The concurrent validity, reliability, and responsiveness are basic attributes used for evaluating the validity of any test in sport physiology (1,16). The external responsiveness and intrasession reliability of RCT have not been reported. Dhahbi et al. (11) only considered the intersession reliability and the criterion-related validity of RCT. External responsiveness determines the discriminative ability of a test and usually is assessed by testing differences between 2 groups of individuals with different performance profiles (16). One of the most important aims of the RCT test is to select soldiers. Thus, the external responsiveness of the RCT should discriminate between soldiers of different specialty operations levels (e.g., Commandos vs. Intervention-Brigade). The intrasession error is free of methodological errors, cannot be reduced, and thereby serves as an appropriate baseline for comparisons, remaining independent of other error sources (22). An unreliable or invalid test could allow for the placement of incapable professionals (or athletes), which could impact the safety of the individual and the dependent individuals (e.g., victims in a fire, injured victim in a car accident).

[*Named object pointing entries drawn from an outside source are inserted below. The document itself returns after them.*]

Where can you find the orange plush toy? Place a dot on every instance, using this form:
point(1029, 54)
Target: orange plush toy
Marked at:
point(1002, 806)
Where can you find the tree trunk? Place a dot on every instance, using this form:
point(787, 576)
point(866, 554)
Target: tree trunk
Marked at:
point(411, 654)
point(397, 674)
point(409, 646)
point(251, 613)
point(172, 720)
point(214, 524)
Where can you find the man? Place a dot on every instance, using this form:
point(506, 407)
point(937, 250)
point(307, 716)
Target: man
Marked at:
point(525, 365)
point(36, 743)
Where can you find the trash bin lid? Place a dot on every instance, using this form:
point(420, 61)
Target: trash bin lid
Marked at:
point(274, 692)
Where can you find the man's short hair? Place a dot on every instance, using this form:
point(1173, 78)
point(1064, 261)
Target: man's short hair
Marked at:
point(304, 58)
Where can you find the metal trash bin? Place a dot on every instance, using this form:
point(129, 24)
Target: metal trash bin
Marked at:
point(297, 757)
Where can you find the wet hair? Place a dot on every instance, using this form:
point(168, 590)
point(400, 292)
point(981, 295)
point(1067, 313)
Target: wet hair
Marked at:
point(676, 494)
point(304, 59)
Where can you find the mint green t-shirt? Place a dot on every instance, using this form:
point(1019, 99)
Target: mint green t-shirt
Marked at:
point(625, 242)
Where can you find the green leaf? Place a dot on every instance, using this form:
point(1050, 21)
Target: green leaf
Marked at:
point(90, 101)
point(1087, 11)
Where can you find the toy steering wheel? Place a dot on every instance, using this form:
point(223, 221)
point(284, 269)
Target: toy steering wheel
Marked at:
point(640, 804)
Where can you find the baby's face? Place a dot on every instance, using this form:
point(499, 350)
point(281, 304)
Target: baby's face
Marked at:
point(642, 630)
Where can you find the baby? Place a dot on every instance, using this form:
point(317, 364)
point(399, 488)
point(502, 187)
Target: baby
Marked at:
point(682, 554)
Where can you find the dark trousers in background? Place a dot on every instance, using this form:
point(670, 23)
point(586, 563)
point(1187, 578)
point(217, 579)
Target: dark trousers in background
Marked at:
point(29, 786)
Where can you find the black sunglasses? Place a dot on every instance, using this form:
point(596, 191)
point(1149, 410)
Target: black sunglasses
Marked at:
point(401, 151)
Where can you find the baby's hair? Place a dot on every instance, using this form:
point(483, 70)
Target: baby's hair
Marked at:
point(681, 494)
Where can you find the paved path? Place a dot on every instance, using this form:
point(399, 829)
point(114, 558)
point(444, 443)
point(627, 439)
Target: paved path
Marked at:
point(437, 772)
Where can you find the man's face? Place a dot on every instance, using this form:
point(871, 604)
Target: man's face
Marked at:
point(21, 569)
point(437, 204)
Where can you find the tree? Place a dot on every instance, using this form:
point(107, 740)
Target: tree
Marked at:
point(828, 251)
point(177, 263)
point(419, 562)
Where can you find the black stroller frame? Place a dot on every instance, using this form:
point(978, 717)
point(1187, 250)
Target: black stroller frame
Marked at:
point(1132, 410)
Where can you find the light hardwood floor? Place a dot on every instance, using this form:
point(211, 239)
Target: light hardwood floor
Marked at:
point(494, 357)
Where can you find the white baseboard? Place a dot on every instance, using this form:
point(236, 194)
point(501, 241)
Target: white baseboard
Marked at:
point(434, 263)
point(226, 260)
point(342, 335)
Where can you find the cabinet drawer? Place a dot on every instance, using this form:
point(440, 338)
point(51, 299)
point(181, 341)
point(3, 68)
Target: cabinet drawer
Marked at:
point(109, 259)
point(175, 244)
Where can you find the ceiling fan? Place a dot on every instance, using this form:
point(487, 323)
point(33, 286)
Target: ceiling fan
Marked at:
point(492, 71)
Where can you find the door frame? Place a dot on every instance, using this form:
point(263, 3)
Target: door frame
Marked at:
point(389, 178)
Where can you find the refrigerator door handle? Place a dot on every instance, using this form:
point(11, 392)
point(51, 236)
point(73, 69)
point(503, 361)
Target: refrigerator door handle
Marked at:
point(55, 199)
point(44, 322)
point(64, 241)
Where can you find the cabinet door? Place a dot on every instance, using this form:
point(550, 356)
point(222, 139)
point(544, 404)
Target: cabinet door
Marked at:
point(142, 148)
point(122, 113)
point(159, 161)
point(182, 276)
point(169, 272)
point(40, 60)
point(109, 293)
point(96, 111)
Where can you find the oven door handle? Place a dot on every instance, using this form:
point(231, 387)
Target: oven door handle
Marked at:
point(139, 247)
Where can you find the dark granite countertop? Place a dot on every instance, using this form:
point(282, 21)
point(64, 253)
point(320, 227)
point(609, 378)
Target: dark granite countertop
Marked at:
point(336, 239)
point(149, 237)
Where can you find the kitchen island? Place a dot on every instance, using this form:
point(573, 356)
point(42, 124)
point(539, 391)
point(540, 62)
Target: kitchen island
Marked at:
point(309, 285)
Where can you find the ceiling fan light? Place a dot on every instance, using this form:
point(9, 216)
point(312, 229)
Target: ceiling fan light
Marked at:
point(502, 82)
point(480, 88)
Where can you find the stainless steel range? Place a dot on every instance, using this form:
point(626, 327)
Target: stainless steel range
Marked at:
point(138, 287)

This theoretical background reveals the lack of knowledge on the assessment of the RCT to distinguish performance profiles and its intrasession reliability. Therefore, the aims of this study were to (a) investigate the discriminant ability of RCT (Commandos vs. Intervention-Brigade) and (b) to examine the absolute and relative intrasession reliabilities of RCT.
Experimental Approach to the Problem
The external responsiveness of the RCT was determined by comparing ET, absolute power output (APO), and RPO between 2 groups of soldiers of different specialty operations levels (Commandos vs. Intervention-Brigade). During the second study phase, which aimed to establish the relative and absolute intrasession reliabilities of RCT, the experimental protocol consisted of performing 3 trials of RCT in a single session.
Forty male soldiers (Their ages ranged from 22 to 29 years) belonging to the special units of the National Guard voluntarily participated (Table 1). Twenty-one Commandos soldiers were employed to investigate the discriminant ability of RCT. The inclusion criteria of Commandos soldiers was having regularly trained for at least 4 months in the National Guard School of Commandos, for ∼32 h·wk−1. Training was divided into ∼14 h·wk−1 for fitness training and ∼18 h·wk−1 dedicated to technical and tactical training. Another group of 19 soldiers participated from an Intervention-Brigade. The inclusion criteria of Intervention-Brigade was having trained for at least 8 weeks in the National Guard School of Intervention-Brigade/Commandos, for 4 sessions per week (1 session for strength and conditioning and 3 sessions per week for technical and tactical training), for approximately 2 hours in duration each. Both groups were used to establish external responsiveness, whereas only the anti-terrorism Commandos participated in the intrasession reliability study.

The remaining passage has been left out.